Словно в прорубь головой. Боже мой, — простонала Мария, — знал бы ты, сколько страху натерпелась, когда тебя увезли, а я осталась с этими живодерами! Как я тебя проклинала, как донимала упреками: «Ему хорошо, к нему относятся как к генералу! А что будет со мной?! Неужели не мог спасти? Увезти с собой». Привыкла, что ты командарм и все тебе подвластны. Не понимала, что плен — и для генерала плен.
— Я и сам понял это не сразу, — признался Власов, вновь берясь за бутылку. — Ну да стоит ли об этом? И сколько же раз ты успела побывать за линией фронта?
— Самой с трудом верится, трижды. Не могу понять, как уцелела. Многие и по первому разу в небеса уходят. Во время последней заброски одного своего, из группы, который решил в НКВД податься и меня прихватить — отсидим, дескать, свое, и на Волгу поедем, поженимся, — на месте пристрелила.
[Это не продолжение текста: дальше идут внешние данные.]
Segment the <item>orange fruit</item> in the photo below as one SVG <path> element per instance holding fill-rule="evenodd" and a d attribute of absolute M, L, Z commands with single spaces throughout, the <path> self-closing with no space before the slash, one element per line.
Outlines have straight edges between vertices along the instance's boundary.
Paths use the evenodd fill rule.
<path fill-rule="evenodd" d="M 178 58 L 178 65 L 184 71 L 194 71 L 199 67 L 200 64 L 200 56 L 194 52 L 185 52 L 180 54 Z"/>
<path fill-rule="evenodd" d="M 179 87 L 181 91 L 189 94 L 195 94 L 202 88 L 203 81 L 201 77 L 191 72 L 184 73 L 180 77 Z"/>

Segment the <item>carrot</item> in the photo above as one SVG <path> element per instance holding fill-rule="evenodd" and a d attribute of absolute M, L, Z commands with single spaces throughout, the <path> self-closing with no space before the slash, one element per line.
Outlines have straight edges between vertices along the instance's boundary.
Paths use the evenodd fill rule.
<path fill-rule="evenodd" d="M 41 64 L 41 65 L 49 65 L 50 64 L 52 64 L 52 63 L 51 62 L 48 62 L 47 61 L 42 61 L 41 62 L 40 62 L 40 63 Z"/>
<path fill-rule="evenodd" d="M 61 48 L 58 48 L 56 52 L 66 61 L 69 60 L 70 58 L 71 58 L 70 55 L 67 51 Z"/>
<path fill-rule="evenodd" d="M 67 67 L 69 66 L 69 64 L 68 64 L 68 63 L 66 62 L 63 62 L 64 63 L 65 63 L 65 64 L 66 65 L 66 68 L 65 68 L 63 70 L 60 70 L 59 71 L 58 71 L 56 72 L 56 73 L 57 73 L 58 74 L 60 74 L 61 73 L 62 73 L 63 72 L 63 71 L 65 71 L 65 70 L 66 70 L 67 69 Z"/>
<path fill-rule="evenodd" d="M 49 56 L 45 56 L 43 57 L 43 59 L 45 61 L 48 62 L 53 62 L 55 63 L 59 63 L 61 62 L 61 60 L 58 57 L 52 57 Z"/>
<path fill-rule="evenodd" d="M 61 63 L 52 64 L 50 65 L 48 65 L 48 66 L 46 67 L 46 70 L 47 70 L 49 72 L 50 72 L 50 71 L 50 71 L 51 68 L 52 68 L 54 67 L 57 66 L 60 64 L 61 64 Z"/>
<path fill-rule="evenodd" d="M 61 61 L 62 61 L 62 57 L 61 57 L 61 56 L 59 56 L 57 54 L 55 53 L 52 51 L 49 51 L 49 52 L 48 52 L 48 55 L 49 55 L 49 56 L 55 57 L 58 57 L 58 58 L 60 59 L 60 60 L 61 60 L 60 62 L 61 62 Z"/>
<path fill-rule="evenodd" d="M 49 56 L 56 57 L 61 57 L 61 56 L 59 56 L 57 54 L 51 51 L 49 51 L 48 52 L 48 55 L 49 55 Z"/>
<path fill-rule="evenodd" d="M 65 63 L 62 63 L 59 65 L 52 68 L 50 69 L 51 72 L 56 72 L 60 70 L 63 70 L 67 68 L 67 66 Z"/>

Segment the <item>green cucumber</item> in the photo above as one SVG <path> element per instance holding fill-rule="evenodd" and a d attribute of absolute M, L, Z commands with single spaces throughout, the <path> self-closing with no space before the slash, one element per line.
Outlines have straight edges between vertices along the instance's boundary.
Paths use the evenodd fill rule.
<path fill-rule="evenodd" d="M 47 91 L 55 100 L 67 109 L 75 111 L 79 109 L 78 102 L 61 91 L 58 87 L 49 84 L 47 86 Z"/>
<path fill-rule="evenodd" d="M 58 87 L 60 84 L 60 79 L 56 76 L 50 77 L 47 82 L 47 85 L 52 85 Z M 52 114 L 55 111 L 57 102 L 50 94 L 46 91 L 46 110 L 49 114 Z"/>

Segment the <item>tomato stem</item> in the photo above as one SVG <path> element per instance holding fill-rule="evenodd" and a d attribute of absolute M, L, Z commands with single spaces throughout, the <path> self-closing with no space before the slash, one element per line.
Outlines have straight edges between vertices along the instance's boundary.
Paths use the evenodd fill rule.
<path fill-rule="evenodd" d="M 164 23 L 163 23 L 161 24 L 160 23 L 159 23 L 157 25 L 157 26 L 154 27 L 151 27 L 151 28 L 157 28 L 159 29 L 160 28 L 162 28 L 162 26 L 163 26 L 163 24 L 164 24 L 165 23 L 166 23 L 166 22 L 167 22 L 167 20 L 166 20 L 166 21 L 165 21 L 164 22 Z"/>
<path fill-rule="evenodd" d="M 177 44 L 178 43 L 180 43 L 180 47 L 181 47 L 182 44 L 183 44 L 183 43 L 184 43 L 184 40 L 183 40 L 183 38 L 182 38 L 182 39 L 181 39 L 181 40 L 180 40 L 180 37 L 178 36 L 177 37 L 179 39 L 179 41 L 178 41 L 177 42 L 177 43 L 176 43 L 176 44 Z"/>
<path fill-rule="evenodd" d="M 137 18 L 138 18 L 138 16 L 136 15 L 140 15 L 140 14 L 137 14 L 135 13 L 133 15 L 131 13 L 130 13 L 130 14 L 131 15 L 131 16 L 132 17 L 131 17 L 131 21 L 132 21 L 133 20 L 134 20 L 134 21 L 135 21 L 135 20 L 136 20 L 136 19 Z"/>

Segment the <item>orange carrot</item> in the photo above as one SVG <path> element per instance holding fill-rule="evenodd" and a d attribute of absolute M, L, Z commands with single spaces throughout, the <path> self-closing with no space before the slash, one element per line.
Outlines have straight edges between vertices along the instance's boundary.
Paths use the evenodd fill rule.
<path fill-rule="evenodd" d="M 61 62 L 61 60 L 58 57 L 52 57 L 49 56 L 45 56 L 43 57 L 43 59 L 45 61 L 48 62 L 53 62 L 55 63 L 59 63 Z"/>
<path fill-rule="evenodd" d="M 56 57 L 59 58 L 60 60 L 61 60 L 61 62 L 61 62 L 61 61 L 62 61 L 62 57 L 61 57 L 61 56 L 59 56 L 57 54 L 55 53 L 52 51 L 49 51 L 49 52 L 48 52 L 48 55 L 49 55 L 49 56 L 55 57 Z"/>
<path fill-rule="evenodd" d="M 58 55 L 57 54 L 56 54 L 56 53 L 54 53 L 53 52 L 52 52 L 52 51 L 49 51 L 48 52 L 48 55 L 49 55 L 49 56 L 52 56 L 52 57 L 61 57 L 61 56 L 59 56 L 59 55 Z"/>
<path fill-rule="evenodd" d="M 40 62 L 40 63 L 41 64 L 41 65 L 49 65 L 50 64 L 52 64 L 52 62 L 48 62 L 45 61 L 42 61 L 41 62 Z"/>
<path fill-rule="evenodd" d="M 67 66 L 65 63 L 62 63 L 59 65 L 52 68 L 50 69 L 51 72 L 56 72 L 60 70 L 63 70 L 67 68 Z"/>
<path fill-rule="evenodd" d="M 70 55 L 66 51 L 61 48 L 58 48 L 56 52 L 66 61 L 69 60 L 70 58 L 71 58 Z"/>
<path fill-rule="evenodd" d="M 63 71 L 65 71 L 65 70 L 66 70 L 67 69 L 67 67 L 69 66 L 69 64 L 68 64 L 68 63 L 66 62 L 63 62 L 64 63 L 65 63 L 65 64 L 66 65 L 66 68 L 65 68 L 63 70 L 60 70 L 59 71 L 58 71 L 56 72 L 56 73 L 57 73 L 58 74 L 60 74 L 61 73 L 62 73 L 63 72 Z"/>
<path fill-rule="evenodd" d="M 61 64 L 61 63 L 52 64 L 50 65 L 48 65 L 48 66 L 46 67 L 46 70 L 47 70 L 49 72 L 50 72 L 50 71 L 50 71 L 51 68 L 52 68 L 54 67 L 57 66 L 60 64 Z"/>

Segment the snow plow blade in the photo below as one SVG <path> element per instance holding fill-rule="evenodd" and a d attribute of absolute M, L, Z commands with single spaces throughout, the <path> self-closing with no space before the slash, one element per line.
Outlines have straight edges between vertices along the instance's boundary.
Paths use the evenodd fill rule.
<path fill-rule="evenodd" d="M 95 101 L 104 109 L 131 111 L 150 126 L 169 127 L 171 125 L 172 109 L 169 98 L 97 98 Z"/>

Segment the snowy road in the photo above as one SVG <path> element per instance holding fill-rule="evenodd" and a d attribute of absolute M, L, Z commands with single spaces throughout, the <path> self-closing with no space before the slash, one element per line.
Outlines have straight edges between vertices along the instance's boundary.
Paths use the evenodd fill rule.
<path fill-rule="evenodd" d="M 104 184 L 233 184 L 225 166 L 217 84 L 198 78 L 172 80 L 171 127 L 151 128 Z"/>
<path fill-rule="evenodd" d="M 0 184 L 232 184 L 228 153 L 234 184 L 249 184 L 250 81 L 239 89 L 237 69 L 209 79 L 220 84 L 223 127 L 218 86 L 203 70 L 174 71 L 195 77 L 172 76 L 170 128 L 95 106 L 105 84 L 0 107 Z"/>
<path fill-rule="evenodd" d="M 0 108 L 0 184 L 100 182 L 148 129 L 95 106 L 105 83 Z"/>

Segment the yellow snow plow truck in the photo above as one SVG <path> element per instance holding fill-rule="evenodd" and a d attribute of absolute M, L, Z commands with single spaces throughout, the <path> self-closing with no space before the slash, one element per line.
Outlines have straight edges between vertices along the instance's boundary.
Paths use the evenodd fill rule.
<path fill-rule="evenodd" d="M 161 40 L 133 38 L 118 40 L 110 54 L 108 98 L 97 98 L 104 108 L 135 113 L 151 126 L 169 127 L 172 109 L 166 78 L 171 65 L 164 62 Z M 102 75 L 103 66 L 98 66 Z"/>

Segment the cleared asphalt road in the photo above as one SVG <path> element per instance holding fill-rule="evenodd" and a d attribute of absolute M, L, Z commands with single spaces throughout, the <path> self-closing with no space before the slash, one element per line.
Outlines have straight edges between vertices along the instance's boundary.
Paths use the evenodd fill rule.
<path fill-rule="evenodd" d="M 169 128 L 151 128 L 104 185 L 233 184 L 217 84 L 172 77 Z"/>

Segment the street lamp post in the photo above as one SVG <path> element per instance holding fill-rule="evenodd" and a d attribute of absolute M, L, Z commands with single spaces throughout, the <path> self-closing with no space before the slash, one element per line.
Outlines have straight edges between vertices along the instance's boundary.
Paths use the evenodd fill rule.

Потом еще двоих раненых… Тоже пришлось. Но и после этого вернуться не могла. Добро, хоть рация работала. К тому же группой командовал какой-то известный немецкий диверсант, точного имени которого никто из нас не знал. Ради его освобождения немцы бросили в прорыв две роты твоих «власовцев», как их теперь называют, да какой-то полубелорусский-полуукраинский полицейский батальон. Словом, отбили они на одну ночь тот поселок, в который мы с вечера, под видом окруженцев, прокрались — вроде бы к родным местам возвращаемся.
— Ну и как они к нам относятся: к РОА, к Русскому комитету?
Мария помолчала, выпила вина, закусила и вновь помолчала.
— Да как относятся? Как и положено: развешивают попавшихся в плен «власовцев» по всем фонарным столбам, какие только подвернутся. Сама видела четверых на площади одного городка: «Месть власовцам, предавшим свой народ и армию! Так будет с каждым…» И все такое прочее. Знаешь, я ведь уже давно смерти не боюсь. Одного только смертельно опасаюсь — попасться в руки коммунистам. Даже мертвой. Над мертвой тоже ведь надругаются.